L’intérêt du film est en fait ailleurs ; il est dans sa fin, point d’orgue d’une réalisation très convenue et prétexte à ce dénouement d'une violence inouïe (j’exagère un peu, j’ai vu beaucoup plus violent). Si vous n'avez pas vu le film, passez au paragraphe suivant, bien que l’on devine, car le scénario est je le répète très convenu et très inconsistant, que le film aura une pareille fin et donne l’impression fâcheuse de déjà-vu et c’est le cas : La haine, qui a plus de vingt ans maintenant, se décline selon un même cahier des charges.
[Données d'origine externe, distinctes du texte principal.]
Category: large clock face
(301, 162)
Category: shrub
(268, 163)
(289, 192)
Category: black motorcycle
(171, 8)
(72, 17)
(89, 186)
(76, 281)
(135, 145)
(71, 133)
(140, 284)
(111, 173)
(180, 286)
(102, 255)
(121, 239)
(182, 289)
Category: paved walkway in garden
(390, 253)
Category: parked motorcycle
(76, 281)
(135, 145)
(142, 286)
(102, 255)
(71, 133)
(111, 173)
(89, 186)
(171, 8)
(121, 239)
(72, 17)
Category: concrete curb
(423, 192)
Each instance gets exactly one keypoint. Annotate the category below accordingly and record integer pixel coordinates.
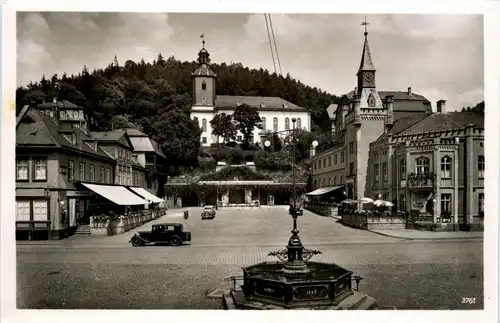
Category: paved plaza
(107, 272)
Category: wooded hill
(156, 98)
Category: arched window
(402, 169)
(204, 125)
(446, 167)
(422, 165)
(371, 101)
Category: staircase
(83, 229)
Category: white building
(275, 112)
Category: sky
(438, 56)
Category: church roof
(259, 102)
(366, 58)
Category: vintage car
(208, 212)
(172, 233)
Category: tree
(247, 119)
(179, 137)
(223, 126)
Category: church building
(276, 113)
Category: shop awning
(324, 190)
(146, 195)
(116, 194)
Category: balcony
(446, 182)
(421, 180)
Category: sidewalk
(172, 216)
(428, 235)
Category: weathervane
(365, 23)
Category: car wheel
(175, 241)
(136, 242)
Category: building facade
(362, 119)
(275, 112)
(433, 167)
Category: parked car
(208, 212)
(172, 233)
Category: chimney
(357, 110)
(441, 106)
(390, 110)
(312, 151)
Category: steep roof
(41, 130)
(366, 58)
(398, 95)
(446, 121)
(259, 102)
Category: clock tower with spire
(204, 79)
(367, 92)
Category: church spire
(366, 59)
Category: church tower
(369, 98)
(204, 79)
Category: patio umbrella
(383, 203)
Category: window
(446, 202)
(204, 125)
(22, 169)
(40, 210)
(480, 202)
(40, 166)
(71, 170)
(92, 173)
(82, 172)
(402, 202)
(422, 165)
(446, 167)
(402, 169)
(480, 166)
(23, 211)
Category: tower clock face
(369, 77)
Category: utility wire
(270, 44)
(275, 46)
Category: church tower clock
(204, 79)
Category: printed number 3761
(468, 300)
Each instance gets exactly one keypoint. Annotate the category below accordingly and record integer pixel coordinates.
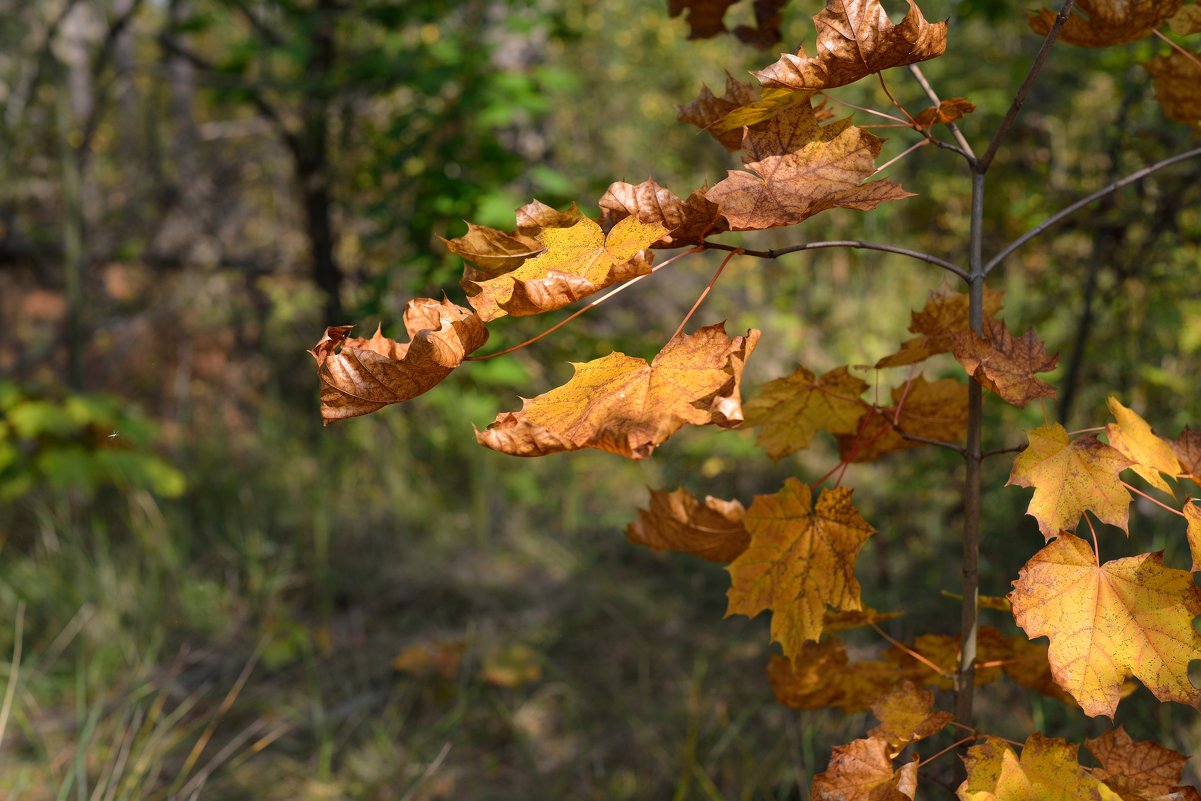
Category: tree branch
(1085, 201)
(985, 161)
(776, 252)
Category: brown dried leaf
(799, 168)
(677, 521)
(1070, 477)
(578, 261)
(360, 376)
(1127, 617)
(1101, 23)
(856, 39)
(686, 221)
(1004, 364)
(801, 559)
(794, 408)
(626, 406)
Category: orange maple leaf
(793, 408)
(1004, 364)
(677, 521)
(1101, 23)
(626, 406)
(1129, 616)
(855, 39)
(686, 221)
(800, 560)
(799, 168)
(862, 771)
(359, 376)
(1149, 455)
(578, 261)
(1070, 477)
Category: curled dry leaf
(801, 559)
(578, 262)
(855, 39)
(944, 315)
(933, 411)
(687, 222)
(1177, 81)
(906, 716)
(799, 168)
(1101, 23)
(1070, 477)
(677, 521)
(359, 376)
(1149, 455)
(1047, 770)
(1127, 617)
(862, 771)
(626, 406)
(1004, 364)
(1140, 771)
(948, 111)
(792, 410)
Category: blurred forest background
(209, 596)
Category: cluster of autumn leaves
(792, 554)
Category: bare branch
(985, 161)
(1085, 201)
(950, 267)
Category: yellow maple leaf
(793, 408)
(1129, 616)
(626, 406)
(1149, 454)
(577, 262)
(801, 559)
(1070, 477)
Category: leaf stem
(705, 292)
(580, 311)
(776, 252)
(1085, 201)
(985, 161)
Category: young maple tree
(792, 553)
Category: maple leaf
(1140, 771)
(677, 521)
(1177, 81)
(906, 716)
(1070, 477)
(1187, 448)
(1004, 364)
(1107, 22)
(934, 411)
(800, 168)
(578, 261)
(801, 559)
(359, 376)
(1149, 455)
(944, 315)
(793, 408)
(686, 221)
(862, 771)
(948, 111)
(856, 39)
(626, 406)
(1129, 616)
(1047, 771)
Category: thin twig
(705, 292)
(950, 267)
(580, 311)
(1085, 201)
(985, 161)
(933, 97)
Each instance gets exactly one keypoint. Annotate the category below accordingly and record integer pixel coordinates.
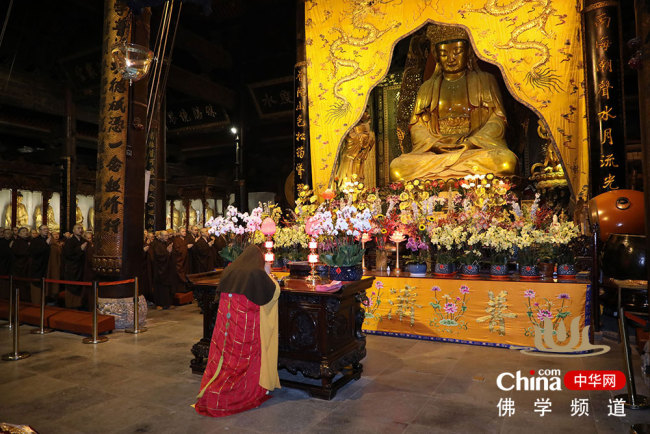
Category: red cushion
(81, 322)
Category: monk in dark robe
(20, 262)
(160, 253)
(5, 261)
(201, 253)
(73, 268)
(179, 261)
(242, 363)
(191, 236)
(54, 267)
(39, 253)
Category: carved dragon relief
(540, 76)
(361, 10)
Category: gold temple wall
(537, 46)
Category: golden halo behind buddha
(437, 34)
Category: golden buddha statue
(209, 212)
(458, 122)
(176, 218)
(194, 218)
(91, 218)
(22, 216)
(51, 220)
(79, 216)
(357, 146)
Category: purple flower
(450, 308)
(412, 244)
(542, 314)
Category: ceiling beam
(40, 96)
(208, 53)
(196, 86)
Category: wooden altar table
(320, 333)
(501, 313)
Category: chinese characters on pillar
(301, 128)
(111, 155)
(606, 128)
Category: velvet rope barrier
(95, 339)
(42, 330)
(117, 282)
(136, 311)
(16, 354)
(69, 282)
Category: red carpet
(59, 318)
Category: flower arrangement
(339, 232)
(238, 229)
(291, 242)
(539, 309)
(419, 251)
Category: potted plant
(340, 232)
(527, 251)
(527, 260)
(546, 255)
(500, 242)
(344, 261)
(446, 237)
(469, 262)
(567, 243)
(416, 261)
(238, 230)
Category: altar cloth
(485, 312)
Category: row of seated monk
(170, 255)
(22, 216)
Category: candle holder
(364, 238)
(312, 279)
(268, 228)
(397, 238)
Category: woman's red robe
(236, 340)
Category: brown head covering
(246, 276)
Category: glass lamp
(132, 60)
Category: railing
(14, 307)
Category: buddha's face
(452, 56)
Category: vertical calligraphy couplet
(301, 154)
(606, 117)
(111, 151)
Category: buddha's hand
(450, 144)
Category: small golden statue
(209, 212)
(51, 220)
(194, 217)
(91, 218)
(80, 216)
(22, 216)
(550, 173)
(458, 123)
(357, 146)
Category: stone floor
(143, 383)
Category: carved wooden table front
(319, 333)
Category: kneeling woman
(243, 360)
Le film se déroule sur une journée, lors de laquelle on observe la vie d’une cité du point de vue de trois policiers de la B.A.C. Intervenant pour mettre le holà à une algarade entre les mecs de la cité et des gitans propriétaires d’un cirque voisin, ils apprennent qu’on a dérobé à ces derniers un lionceau. Pour éviter que la situation ne dégénère, ils enquêtent, de concert avec des caïds, pour savoir qui a fait le coup. Grâce aux réseaux sociaux, ils identifient très rapidement le voleur. Au moment de l’interpeller, il parvient à s’enfuir, aidé par les gamins de la cité. Au terme d’une course poursuite sans saveur, il est attrapé et menotté ; sur ces entrefaites arrivent les autres gamins et acculé, étouffé, mis sous pression, l’un des flics tire par inadvertance sur l’inculpé. Les policiers, à la faveur de ce cafouillage, s’extirpe de la cité, tout juste après avoir compris qu’un drone a filmé la scène. Le film bifurque alors en direction du propriétaire de la vidéo. Ils veulent étouffer l’affaire. D’autres voyous lorgnent sur la vidéo car c’est un moyen de chantage sur les flics qu’ils détestent. En fin de compte, toutes les parties impliquées, l’enfant propriétaire du drone, les voyous, les flics, se retrouvent dans le fonds de commerce d’un barbu. Scène surréaliste quand on y songe. Et qui fait passer le barbu pour une espèce de Bouddha. (J’ai beaucoup commercé avec les barbus et je n’ai jamais vu chez eux une once de sagesse). Le vidéo est finalement donnée aux flics. Tout le monde s’est accordé à dire qu’il faut à tout prix éviter des violences dont chacun pâtira. Ainsi, le temps d’une nuit, le gamin victime d’une bavure policière (cette périphrase euphémistique m’a toujours fait rire) décide, sans que l’on comprenne les évolutions de sa conscience que complique une haine sourde (et c’est difficile, en effet, car il se venge dès le lendemain des préjudices subis), de se venger et de tuer les flics avec le concert de tous les jeunes du quartier. C’est alors qu’une violence déchainée et aveugle frappe tous ceux qui ont comploté pour obtenir la vidéo. La dernier du plan du film montre des flics acculés et blessés, pris en étau, d’un côté mis en joue par leur victime de la veille, de l’autre une porte fermée derrière laquelle est présent l’enfant qui filmait avec un drone. L’un des policiers, le néophyte aux mains pures, supplie l’un d’ouvrir la porte, l’autre (à qui il est venu en aide et qu’il a soigné) de ne pas terir
. Le réalisateur invite tout un chacun à imaginer la conclusion. Tout de suite derrière, un fondu noir, puis la fameuse phrase de Victor Hugo selon laquelle il n’y a pas de mauvaises herbes, il n’y a que des mauvais cultivateurs. En écrivant ces lignes, je prends encore plus conscience de la grossièreté et de l’inanité d’un tel film. Je me rends compte qu’il s’agit d’une énième complainte dolente qui déroule le chapelet victimaire d’oppressés de la société éternellement damnés de la terre. Raison pour laquelle je ne trouve guère ce film à la hauteur de la nuance qu’il se fixait. En ayant voulu être nuancé, il est devenu manichéen au possible.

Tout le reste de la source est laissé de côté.